We plan to build PracAPR on top of ROSE, and we see two ways for improvement. First, we want to improve ROSE’s user interaction for problem specification by exploring not only a better presentation of the failure information to facilitate understanding of the program semantics and the failure but also more forms of the specification (based on for example constraints and even natural language) to effectively guide fault localization and patch validation. Second, we want to investigate learning-based trace comparison while considering more information about the execution to enhance patch validation.

3.2. LLM-Based Local Repair

The LLM has demonstrated superior abilities in repairing software bugs (Xia and Zhang, 2023; Xia et al., 2023). We believe that an LLM-based approach is promising in generating high-quality local patches (addressing single locations of the program for repair). Since ChatGPT is widely recognized as a prominent LLM for tackling various software engineering tasks, we consider a ChatGPT-based approach that serves as a key component of PracAPR to accurately infer the problem and provide a low number of promising patches for effective local repair.

We are conducting a study to understand the failure of ChatGPT-based approaches (Xia and Zhang, 2023; Xia et al., 2023) and motivate possible ways for improvement. We seek to answer three research questions: (1) What are the characteristics of the bugs that ChatGPT fails to repair? (2) What are the most common mistakes that ChatGPT makes? and (3) How to improve ChatGPT to repair more bugs?

Our current result shows that existing approaches are weak in that they use prompts that include only the buggy location, its limited context, and shallow information about the failure (including the input and the failing assertion). This is often insufficient for ChatGPT to understand the program semantics and the problem and can result in incorrect patches raising new problems.

⬇

1public TimeSeries createCopy(int start, int end)

2 throws CloneNotSupportedException {

3 if (start < 0) {

4 throw new IllegalArgumentException("Requires start >= 0.");

5 }

6 if (end < start) {

7 throw new IllegalArgumentException("Requires start <= end.");

8 }

9 TimeSeries copy = (TimeSeries) super.clone();

10 + copy.minY = Double.NaN;

11 + copy.maxY = Double.NaN;

12 copy.data = new java.util.ArrayList();

13 if (this.data.size() > 0) {

14 for (int index = start; index <= end; index++) {

15 TimeSeriesDataItem item

16 = (TimeSeriesDataItem) this.data.get(index);

17 TimeSeriesDataItem clone = (TimeSeriesDataItem) item.clone();

18 try {

19 copy.add(clone);

20 }

21 catch (SeriesException e) {

22 e.printStackTrace();

23 }

24 }

25 }

26 return copy;

27}

Figure 2. Patch for the Chart_3 bug.

Figure 2 shows for example the buggy method for the Defects4J Chart_3 bug and the patch (lines 10 and 11). To repair the bug, a state-of-the-art ChatGPT-based approach ChatRepair (Xia and Zhang, 2023) uses a prompt that includes the code of the buggy method, the name of the failing test case testCreateCopy3, the failing assertion assertEquals(101.0, s2.getMaxY(), EPSILON), and the failure message expected:<101.0> but was:<102.0>. It does not however inform ChatGPT of the test input triggering the failure. Nor does it describe the behavior of the invoked method add (line 19) showing how minY and maxY are updated (key information for bug understanding) and provide the details about the failure execution. Due to insufficient knowledge of the failure, ChatGPT’s problem diagnosis is shallow and inaccurate – it thought that there is a problem with the loop copying the data and did not seem to understand that it was the update of the minY and maxY values that causes the error. As a result, ChatGPT proposed a patch changing the loop condition (line 14), which is incorrect.

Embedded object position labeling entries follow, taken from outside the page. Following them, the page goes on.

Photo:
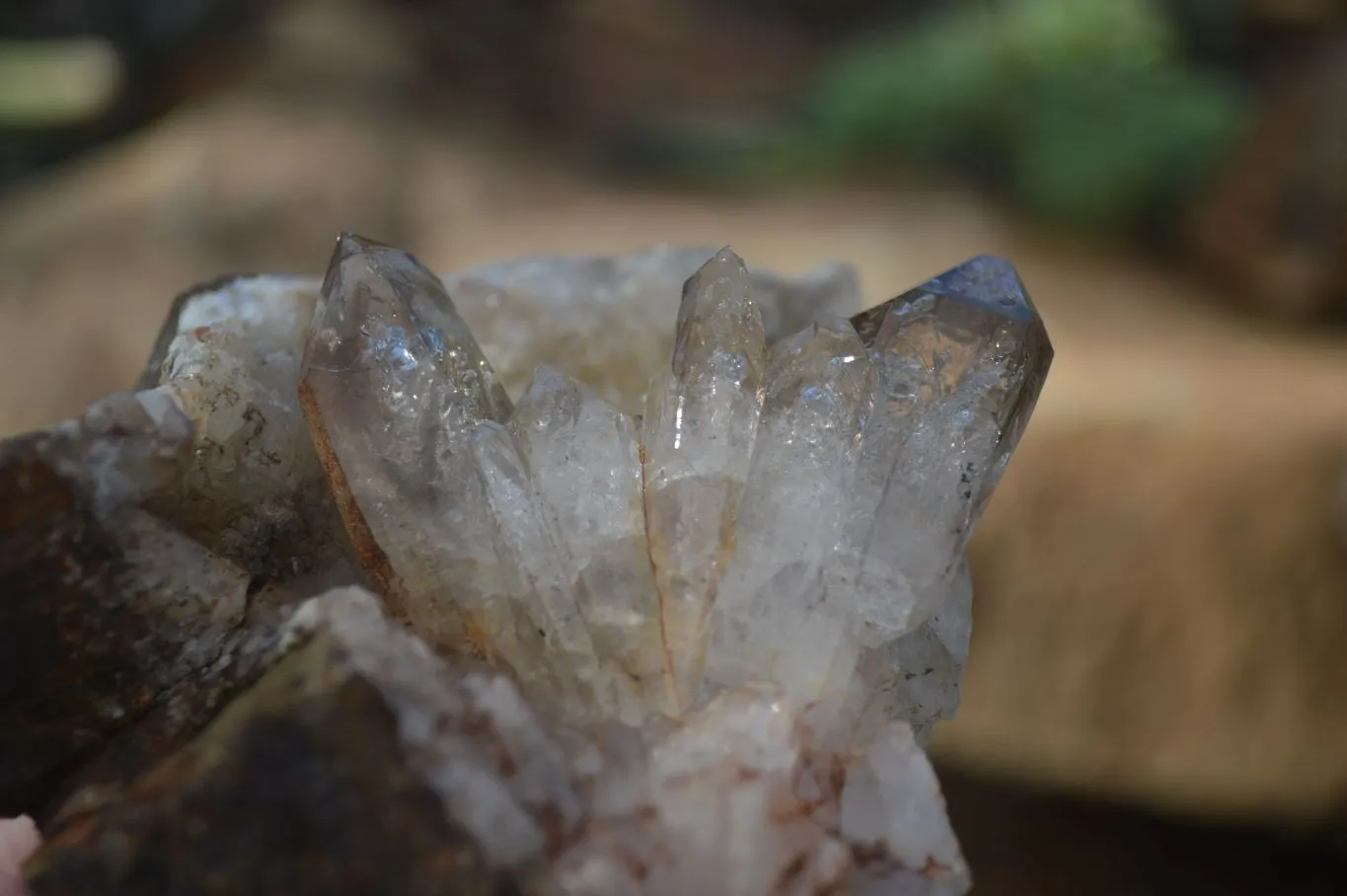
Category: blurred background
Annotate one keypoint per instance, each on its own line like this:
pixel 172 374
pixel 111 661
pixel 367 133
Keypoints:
pixel 1158 694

To help ChatGPT understand the failure, we plan to use an augmented prompt that includes not only what ChatRepair uses in its prompt but also the code of the failing test case (including the test input), the definition of related methods (including add), and the execution trace showing not only what lines are exercised in the failure run and their order but also the key program state (variable and field values). Using a prompt like this, ChatGPT successfully understands that the failure is related to “how the min and max y values are updated after copying a subset”. This finally leads to a patch that correctly updates the min and max y values.

An augmented prompt, even with more failure and execution information, may not necessarily help ChatGPT figure out what is wrong. And even if ChatGPT precisely understands the problem, it may still fail to generate the correct patch tackling the problem in the right way. For example, ChatGPT may know that there is an invalid case where the start index is greater than end but can be unsure about how to process it – whether the program should throw an exception, return a special value, or do something else. One way to mitigate this problem is to solicit user feedback showing for example an exception is expected, a certain line should not be executed, or a variable should not hold a value.

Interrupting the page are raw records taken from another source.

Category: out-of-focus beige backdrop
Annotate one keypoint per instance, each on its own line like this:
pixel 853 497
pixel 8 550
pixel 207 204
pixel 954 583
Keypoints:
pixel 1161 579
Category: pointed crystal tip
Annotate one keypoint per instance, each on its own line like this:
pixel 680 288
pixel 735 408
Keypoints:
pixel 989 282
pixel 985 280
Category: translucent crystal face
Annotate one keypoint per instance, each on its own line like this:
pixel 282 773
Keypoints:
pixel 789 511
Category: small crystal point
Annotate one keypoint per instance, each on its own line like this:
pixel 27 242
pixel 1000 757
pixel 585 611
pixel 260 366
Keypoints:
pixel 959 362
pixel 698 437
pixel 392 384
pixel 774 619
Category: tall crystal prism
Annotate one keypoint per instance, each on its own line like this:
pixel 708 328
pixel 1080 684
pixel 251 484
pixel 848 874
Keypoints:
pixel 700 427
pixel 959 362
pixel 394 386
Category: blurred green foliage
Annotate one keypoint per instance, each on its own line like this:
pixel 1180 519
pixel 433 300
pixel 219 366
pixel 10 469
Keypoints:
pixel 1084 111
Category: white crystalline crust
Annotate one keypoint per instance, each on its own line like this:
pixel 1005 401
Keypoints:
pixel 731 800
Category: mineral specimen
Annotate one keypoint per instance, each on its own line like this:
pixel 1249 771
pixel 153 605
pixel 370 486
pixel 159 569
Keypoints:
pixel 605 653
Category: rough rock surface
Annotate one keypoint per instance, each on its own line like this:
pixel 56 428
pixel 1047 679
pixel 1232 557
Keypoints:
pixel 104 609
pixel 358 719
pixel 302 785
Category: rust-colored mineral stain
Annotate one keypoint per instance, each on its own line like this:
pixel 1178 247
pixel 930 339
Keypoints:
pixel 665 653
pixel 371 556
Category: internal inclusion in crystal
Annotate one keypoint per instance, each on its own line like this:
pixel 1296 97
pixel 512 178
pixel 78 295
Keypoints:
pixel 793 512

In addition to using augmented prompts, we will also explore combining ChatGPT with traditional pattern-based and search-based methods (finding for example effective patterns and fix ingredients) to guide the repair, performing conversational repair highlighting the (negative) influence of the previous patches to allow ChatGPT to reflect on its mistakes for improvement, and conducting post-processing operations refining and re-fixing the patches to improve repair quality.

3.3. Global Repair Driven by Tailored Strategies

Existing global repair techniques have adopted various strategies for multi-location repair. The evaluation of these techniques is however based on the Defects4J bug dataset (Just et al., 2014) and is severely misguided, as the dataset is filled with multi-fault bugs. Multi-fault bugs can be decomposed into independent single-fault bugs triggering different failures. Repairing multi-fault bugs by handling multiple failures simultaneously is practically uncommon for debugging, as the developer typically deals with one failure at a time (Perez et al., 2017; Ko and Myers, 2008).

To understand existing approaches’ abilities of repairing single-fault multi-location bugs, we proposed an approach to detect such bugs and found that there are 118 single-fault multi-location bugs in the Defects4J v1.2 dataset and that current approaches (Yuan and Banzhaf, 2020; Saha et al., 2019; Wong et al., 2021; Li et al., 2022; Ye and Monperrus, 2023; Zhu et al., 2021; Xia and Zhang, 2022) repaired at most 8 bugs, suggesting weak repair abilities.

We aim to design a global repair approach that can effectively address single-fault multi-location bugs. Towards this goal, we went about analyzing the developer (ground-truth) patches for a sample of the single-fault multi-location bugs (about one third, or 75 in total). We wanted to understand why the repair needs to addresses multiple locations, what are the characteristics of the partial patches made at different locations, and furthermore what strategies to consider for patch generation based on the characteristics.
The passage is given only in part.